Dicono bene gli economisti MMT Randall Wray e Yeva Nersisyan: “Questa non è MMT, la quale fornisce un’analisi della politica fiscale e monetaria applicabile ai governi nazionali con valute sovrane e non convertibili. Conclude che l’emittente di valuta sovrana (1) non deve affrontare un “vincolo di bilancio” (come convenzionalmente definito), (2) non può “rimanere senza soldi”, (3) soddisfa i suoi obblighi pagando nella propria valuta, e (4) può fissare il tasso di interesse su eventuali obblighi che emette.”
Poi, sull’inflazione: “Ciò che sottolineiamo è che i governi sovrani devono affrontare vincoli di risorse, non vincoli finanziari.

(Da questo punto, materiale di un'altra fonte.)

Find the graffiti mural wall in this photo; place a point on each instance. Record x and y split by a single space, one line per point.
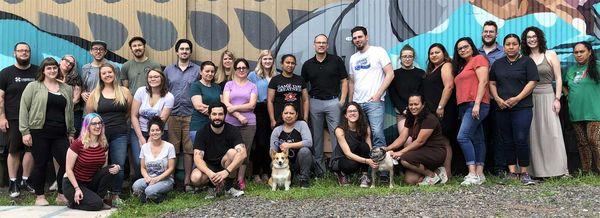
58 27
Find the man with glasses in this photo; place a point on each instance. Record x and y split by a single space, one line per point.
326 74
13 80
135 71
492 51
90 71
180 77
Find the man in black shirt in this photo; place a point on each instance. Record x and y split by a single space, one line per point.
218 153
13 80
326 74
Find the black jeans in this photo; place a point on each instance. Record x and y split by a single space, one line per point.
93 191
44 148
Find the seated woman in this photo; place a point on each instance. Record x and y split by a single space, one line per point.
354 140
294 136
427 152
157 158
87 178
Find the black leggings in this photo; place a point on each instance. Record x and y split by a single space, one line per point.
348 166
93 191
43 149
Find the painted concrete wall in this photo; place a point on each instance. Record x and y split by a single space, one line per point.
58 27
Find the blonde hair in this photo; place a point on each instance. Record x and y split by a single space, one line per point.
260 71
120 98
221 74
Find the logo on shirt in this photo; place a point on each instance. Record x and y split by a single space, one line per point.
362 64
19 79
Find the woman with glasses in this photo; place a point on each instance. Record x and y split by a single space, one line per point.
473 99
112 101
87 177
407 80
46 123
149 101
284 88
239 95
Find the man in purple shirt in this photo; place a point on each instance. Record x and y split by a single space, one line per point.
180 77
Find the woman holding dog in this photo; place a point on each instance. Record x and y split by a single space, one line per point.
427 152
294 136
354 140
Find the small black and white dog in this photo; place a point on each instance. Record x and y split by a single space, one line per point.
385 163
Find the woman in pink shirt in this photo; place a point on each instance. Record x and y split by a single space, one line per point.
473 99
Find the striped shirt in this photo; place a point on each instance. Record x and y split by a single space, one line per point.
88 162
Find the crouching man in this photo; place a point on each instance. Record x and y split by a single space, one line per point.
218 153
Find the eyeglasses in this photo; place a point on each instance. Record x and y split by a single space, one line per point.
96 123
464 47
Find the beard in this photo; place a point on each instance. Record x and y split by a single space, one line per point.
23 62
214 123
490 43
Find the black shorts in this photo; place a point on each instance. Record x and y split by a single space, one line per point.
15 139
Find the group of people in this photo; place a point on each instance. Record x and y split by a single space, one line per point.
223 120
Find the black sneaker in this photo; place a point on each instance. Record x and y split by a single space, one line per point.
304 184
13 189
25 186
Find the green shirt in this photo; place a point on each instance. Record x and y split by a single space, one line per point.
210 95
137 72
584 94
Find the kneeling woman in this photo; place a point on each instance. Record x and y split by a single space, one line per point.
354 140
157 158
427 151
87 178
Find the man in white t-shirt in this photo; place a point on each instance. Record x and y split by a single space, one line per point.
370 74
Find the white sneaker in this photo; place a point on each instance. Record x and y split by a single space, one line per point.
441 172
470 179
430 180
481 179
235 193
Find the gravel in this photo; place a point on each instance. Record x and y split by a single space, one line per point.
482 201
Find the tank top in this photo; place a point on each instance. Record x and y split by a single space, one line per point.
114 116
545 72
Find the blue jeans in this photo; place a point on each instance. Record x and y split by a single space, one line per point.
153 191
470 135
136 147
117 151
375 113
514 126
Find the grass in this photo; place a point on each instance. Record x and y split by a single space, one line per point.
320 188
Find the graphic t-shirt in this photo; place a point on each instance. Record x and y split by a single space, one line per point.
367 70
147 111
157 165
287 90
13 81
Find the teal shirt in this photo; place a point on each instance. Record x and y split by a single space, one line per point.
210 95
584 94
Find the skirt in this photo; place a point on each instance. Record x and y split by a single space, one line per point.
548 153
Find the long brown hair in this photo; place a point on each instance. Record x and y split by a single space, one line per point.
362 125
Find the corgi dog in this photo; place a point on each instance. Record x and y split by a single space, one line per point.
281 176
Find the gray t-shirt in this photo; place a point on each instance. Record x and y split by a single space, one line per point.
137 72
159 164
89 75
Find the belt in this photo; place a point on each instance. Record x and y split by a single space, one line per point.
324 97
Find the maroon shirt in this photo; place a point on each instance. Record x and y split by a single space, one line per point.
88 162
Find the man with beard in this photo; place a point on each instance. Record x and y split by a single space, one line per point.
135 71
89 71
492 51
326 74
218 153
370 75
180 77
13 80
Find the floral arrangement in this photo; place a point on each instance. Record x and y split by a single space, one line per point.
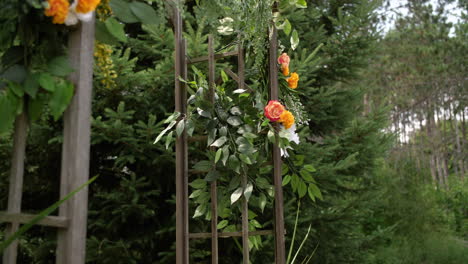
63 13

Abbiamo sempre sostenuto che una spesa eccessiva, da parte del governo o del settore privato, può causare inflazione.”
Gli autori del GR non ci azzeccano neanche quando sostengono che “fare MMT” è monetizzare il debito pubblico. Completamente fuori bersaglio sia sul reale ruolo dei titoli di stato (strumento a disposizione delle banche centrali per gestire il tasso d’interesse interbancario), sia sulla fonte del finanziamento del Tesoro che è sempre la banca centrale: Ancora Wray e Nersisyan (esempio USA): “Sia il Tesoro che la Fed possono vendere obbligazioni (rispettivamente nella nuova emissione e nei mercati aperti) per offrire alle banche rendimenti più elevati di quelli che ottengono sulle riserve. Come spiega la MMT, poiché le riserve devono essere scambiate quando si acquistano titoli di stato, le (stesse) riserve devono essere fornite prima di poter acquistare le obbligazioni. Ciò dimostra come la Fed fornisca le riserve necessarie pur mantenendo il divieto di “prestito” al Tesoro non acquistando mai direttamente i titoli.”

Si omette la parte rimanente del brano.